Hugo y Martina se miraron entre sí. Estaban a punto de romper a llorar cuando el conejito les dijo:
—Es el tesoro el que sale al encuentro de quien lo merece.
—Gracias, conejito —dijo Martina—. Seguiremos buscando entonces, a ver si el tesoro quiere cruzarse en nuestro camino.
En ese momento los niños vieron una luz de colores surgir del suelo, por detrás de unos arbustos. Hugo, Martina, Ramsés y el conejito se acercaron a ver qué era.
Con cuidado se abrieron paso entre los matorrales y descubrieron una hermosa flor. Sus pétalos, cerrados sobre sí mismos, se abrían cuidadosamente, dejando salir aquella luz que atrajo a decenas de animalillos al lugar.
—¡El tesoro! —exclamó el conejito.
Hugo y Martina se acercaron a la flor. Entre sus pétalos había unas cuentas de colores.
—¡Seguro que es esto, Hugo! —exclamó Martina—. Si lo cogemos todo y nos lo llevamos llegaremos a la hora de cenar.
—La flor no nos dejará coger las cuentas, hermanita —dijo Hugo.
—Entonces deberíamos arrancar la flor —dijo Martina.
—¡No! —gritó Hugo—. Se apagará y, entonces, puede que ya no sirva para nada.
—Tienes razón —dijo la niña—. ¿Qué hacemos entonces?
—Deberíamos ir a buscar a papá y a mamá y decirles que hemos encontrado el tesoro —dijo Hugo.
—¿Y si viene alguien y se lo lleva? —preguntó Martina.
—No creo que pase algo así —dijo el niño—. Recuerda lo que ha dicho el conejito: el tesoro busca a quien lo merece.

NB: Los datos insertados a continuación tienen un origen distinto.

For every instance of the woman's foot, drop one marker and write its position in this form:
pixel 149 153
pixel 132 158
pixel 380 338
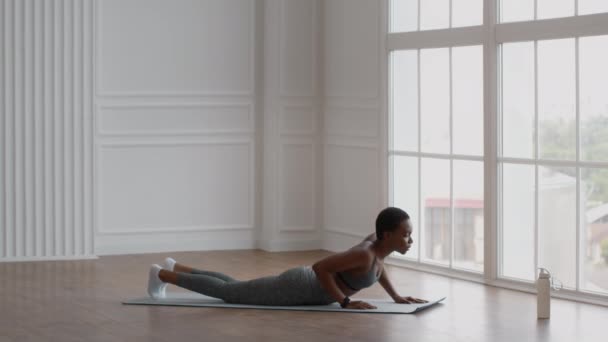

Los niños agradecieron al conejito la ayuda y se despidieron de él.
Cuando llegaron a casa, sus padres les recibieron muy preocupados.
—¿Dónde habéis estado, hijos? —preguntó su madre.
—¡Hemos encontrado el tesoro! —dijo Martina.
—¡Sí, el tesoro del que hablabais esta mañana, el que decíais que solucionaría vuestros problemas! —exclamó Hugo.
—No es posible, este tesoro no se encuentra tan fácilmente —dijo su padre.
—Lo sabemos —dijo Hugo—. Sale al encuentro de quien lo merece. Y nosotros lo hemos visto. Mañana os llevaremos hasta él.
—No lo trajimos porque es una flor llena de cuentas de colores de las que sale una hermosa luz—explicó Martina—. Las cuentas no se podían coger sin dañar la flor. Y no quisimos arrancarla, para no estropearla.
En ese momento vieron la misma luz de colores que habían contemplado tan solo unas horas antes, esta vez, en claro del bosque, a escasos metros de donde se encontraban.
Los niños, sus padres y Ramsés se acercaron a la luz. Allí estaba la flor, la misma flor.
—Hicisteis bien en no arrancarla ni dañarla —dijo su madre—. El tesoro de esta flor es su luz.
La madre de Hugo y Martina colocó sus manos sobre la flor. Todo su cuerpo empezó a brillar y todo el bosque se fue iluminando, poco a poco. Los niños, su padre, el perro y todos los animalillos que por allí estaban también empezaron a brillar.
Tras unos minutos la luz se fue apagando poco a poco, hasta desaparecer por completo. Solo un tímido destello de brillo en los ojos de los niños, de sus padres y de Ramsés les recordaba que aquello había sido real.
—¿Qué ha pasado? —preguntó Martina.
—Hace tiempo encontré esta flor y compartió conmigo su tesoro —explicó la madre de los niños—. Su luz es la que me ayuda y me guía en la preparación de los remedios y ungüentos sanadores. Pero llevo tanto tiempo haciéndolos que estaba empezando a perder facultades. Ahora podremos seguir ayudando a la gente, gracias a vosotros.